Lord Sales said the position of company directors in regard to climate change was governed by the existing regulatory and legal disclosure regimes; their responsibility to assess the financial impact of any fines relating to polluting activities and tax incentives to encourage a shift to low carbon activity on their companies; and their "general fiduciary obligations" to shareholders.

Tom Proverbs-Garbett

Tom Proverbs-Garbett

Senior Associate

The FRC's draft Stewardship Code makes explicit that signatories are expected to take into account material ESG factors, including climate change, when fulfilling their stewardship responsibilities.

Michael Fletcher said that while companies in the UK were yet to experience a significant volume of climate change-related litigation, this was not the case elsewhere, particularly in the US.

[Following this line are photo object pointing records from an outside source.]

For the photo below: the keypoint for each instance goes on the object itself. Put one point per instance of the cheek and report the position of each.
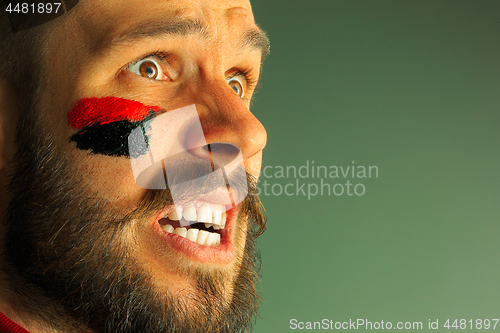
(109, 178)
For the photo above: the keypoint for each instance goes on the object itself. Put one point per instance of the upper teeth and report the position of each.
(211, 215)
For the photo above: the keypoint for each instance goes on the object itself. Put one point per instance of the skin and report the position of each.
(83, 59)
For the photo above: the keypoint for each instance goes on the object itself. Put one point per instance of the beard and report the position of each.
(71, 257)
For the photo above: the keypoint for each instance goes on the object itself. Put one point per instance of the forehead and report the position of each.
(106, 21)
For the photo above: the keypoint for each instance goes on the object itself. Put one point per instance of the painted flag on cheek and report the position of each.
(166, 149)
(104, 124)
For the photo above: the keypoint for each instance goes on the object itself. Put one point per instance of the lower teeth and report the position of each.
(201, 237)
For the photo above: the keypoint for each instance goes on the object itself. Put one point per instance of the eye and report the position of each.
(237, 85)
(148, 68)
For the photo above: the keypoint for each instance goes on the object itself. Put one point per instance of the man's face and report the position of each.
(168, 55)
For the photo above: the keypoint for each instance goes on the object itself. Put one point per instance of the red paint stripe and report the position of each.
(90, 111)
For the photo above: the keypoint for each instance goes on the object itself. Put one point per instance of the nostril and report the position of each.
(222, 153)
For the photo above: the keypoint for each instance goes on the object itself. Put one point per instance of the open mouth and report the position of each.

"Particularly given the current strength of public opinion on climate change, we may well see growing shareholder activism in this area in the UK too, with minority shareholders wishing to drive a more environment-focused agenda looking to use the wider powers to bring derivative actions against directors which were introduced by the Companies Act," he said. "Litigation may become seen as a tool to influence corporate behaviour and public policy on climate change."

"To guard against the risk of these types of claims, company directors must keep fully abreast of the latest regulations and guidance applicable to them and develop robust practices around factoring environmental considerations into board decision-making. As Lord Sales points out, it is important to carefully document corporate decisions, accurately reflect these in annual reports and disclosures, and foster a culture of seeking specialist advice on the environmental impacts of decisions," he said.